Range ambiguity is the least of my problems! I want to be able to generate an instruction SIN (or COS) without also generating a multiplication by 0.1591549367f, either from CL or from IL. The fundamental problem seems to be that the native instruction SIN in the 6970 instruction set does not agree with the IL instruction SIN or in the IL specification, and the IL compiler is not smart enough. (And it's not even a new problem, because I've checked the Evergreen/5xxx instruction set, and things worked exactly the same way there, too.)

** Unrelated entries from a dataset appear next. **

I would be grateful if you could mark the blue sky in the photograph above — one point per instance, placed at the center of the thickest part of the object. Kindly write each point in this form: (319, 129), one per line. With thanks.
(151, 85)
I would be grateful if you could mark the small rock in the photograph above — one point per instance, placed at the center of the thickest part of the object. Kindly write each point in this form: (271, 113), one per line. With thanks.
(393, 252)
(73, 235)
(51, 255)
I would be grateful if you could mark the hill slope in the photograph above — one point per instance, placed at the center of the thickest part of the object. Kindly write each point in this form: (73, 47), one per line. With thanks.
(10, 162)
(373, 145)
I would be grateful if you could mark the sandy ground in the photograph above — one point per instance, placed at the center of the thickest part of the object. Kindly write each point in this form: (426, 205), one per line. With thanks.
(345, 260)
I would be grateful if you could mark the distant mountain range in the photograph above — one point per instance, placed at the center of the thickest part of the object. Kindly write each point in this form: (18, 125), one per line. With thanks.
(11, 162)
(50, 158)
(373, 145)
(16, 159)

AMD has a significant edge over NVIDIA in performance of its single-precision floating-point sine and cosine. The 6970 should be able to peak at 338G sines/second. NVIDIA's 580 can only do 99G. But this compiler silliness goes some way to reverse the advantage.
And I also want to be able to generate an instruction FRACT from CL. But that is lower priority.

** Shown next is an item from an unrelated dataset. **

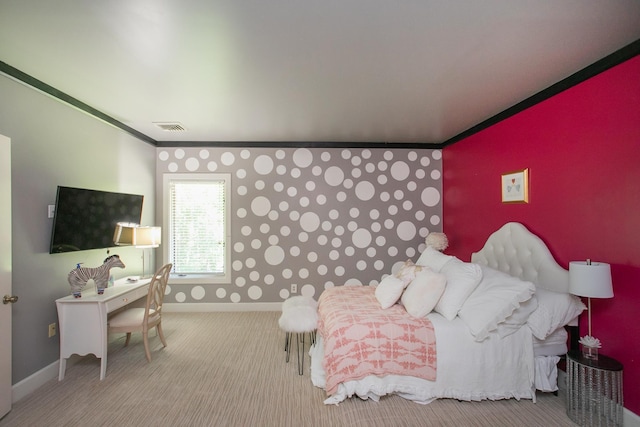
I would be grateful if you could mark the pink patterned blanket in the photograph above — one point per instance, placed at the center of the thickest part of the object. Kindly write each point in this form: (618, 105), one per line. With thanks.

Overall, my sentiments are well expressed by this thread:
Ideally, I want to be able to write "a=b*c; d=native_amd_fract(a); e=native_amd_sin(d); " and expect that my code will be compiled into three native instructions without any silly multiplications, conditionals, or other code that the compiler might consider necessary to inject into my bottleneck.